Como se só a partir de agora eu tivesse existido, olho em seu olhos que não vejo e não sei aonde estão e me peço com tamanha ternura.

Como se só agora eu tivesse passado a existir, pois nasci e entrei no mundo sem ser consultada - posso fazer um pedido?

Vamos pensar que nasci agora neste momento, e não tenho mácula alguma, pois ainda não vivi e não perdi a paciência com as coisas: olhe a expressão em meu rosto, pois é da mais profunda sinceridade. Eu sou sempre muito sincera até quando não sei que sou. Mas olha para mim, agora estou sendo sincera de propósito e estou contado-me a ti.

Experimentei novamente tudo de novo, eu que tanto fugi e tentei me escapar. Eu perdi todas as recordações e tive que pagar um dinheiro muito caro para tê -las de volta. E agora estou cuidando direitinho, embora o processo esteja me causando muitas reflexões, incômodos e saudade. Estou até com os olhos cheios de lágrimas e vou chorar.

Onde eu guardei as coisas que eu vivi e não escrevi eu não sei. Eu sei apenas que elas existem. Eu fico pensando que, mesmo que eu não me recorde, não lembre, não pense e não de atenção, as coisas existem porque um dia elas aconteceram. Elas mudaram de estado físico, mas não deixaram de existir.

Hoje, meu coração me diz calado em um resmungo contido que tudo ainda está como se fosse a primeira vez. O que estava adormecido estava apenas adormecido e foi reanimado com um toque de minha mão.

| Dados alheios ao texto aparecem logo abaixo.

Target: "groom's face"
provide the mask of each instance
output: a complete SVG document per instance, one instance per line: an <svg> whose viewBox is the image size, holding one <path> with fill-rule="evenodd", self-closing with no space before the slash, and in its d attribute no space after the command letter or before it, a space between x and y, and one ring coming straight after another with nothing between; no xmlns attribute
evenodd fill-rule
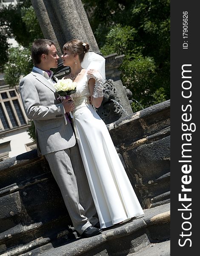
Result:
<svg viewBox="0 0 200 256"><path fill-rule="evenodd" d="M52 44L51 47L48 46L49 52L46 55L46 65L47 69L56 68L57 67L59 57L57 54L57 51L55 46Z"/></svg>

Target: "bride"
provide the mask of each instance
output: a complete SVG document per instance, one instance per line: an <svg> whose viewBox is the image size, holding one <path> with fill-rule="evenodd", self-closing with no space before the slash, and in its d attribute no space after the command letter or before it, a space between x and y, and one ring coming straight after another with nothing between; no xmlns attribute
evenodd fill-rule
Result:
<svg viewBox="0 0 200 256"><path fill-rule="evenodd" d="M90 102L99 108L103 99L105 60L78 39L63 47L64 66L77 84L72 94L74 126L101 228L128 221L144 212L104 122Z"/></svg>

Eu, que fui aquela menina e que ainda a sou hoje, olho em seus olhos e peço: seu senhor, faz tudo de novo como se fosse a primeira vez? E como se eu estivesse pisando neste chão que chama-se vida pela primeira vez. E como se eu abrisse a boca para falar pela primeira vez. E nem pensamento eu ainda tivesse formado em minha mente. E como se minhas memórias ainda tivessem sido construídas porque não foram ainda vividas. Quero tudo como se fosse a primeira vez, e quero de novo.

24 de mai. de 2015

Scars of sweet paradise

If you don't believe there's a price
For this sweet paradise
Just remind me to show you the scars.

Bob Dylan
"Where Are You Tonight?"

- but I got that from my book, because I don't really listen to Bob Dylan. And I wanted to mention those scars of sweet, sweet paradise.

21 de mai. de 2015

Fé cega, faca amolada

Olha e vê.

Disse-num-disse, mas, se aconteceu, existiu.

Ao deitar a cabeça no travesseiro, mantem os olhos abertos. Não pensa muito, que é para não endoidar. Limpe os óculos.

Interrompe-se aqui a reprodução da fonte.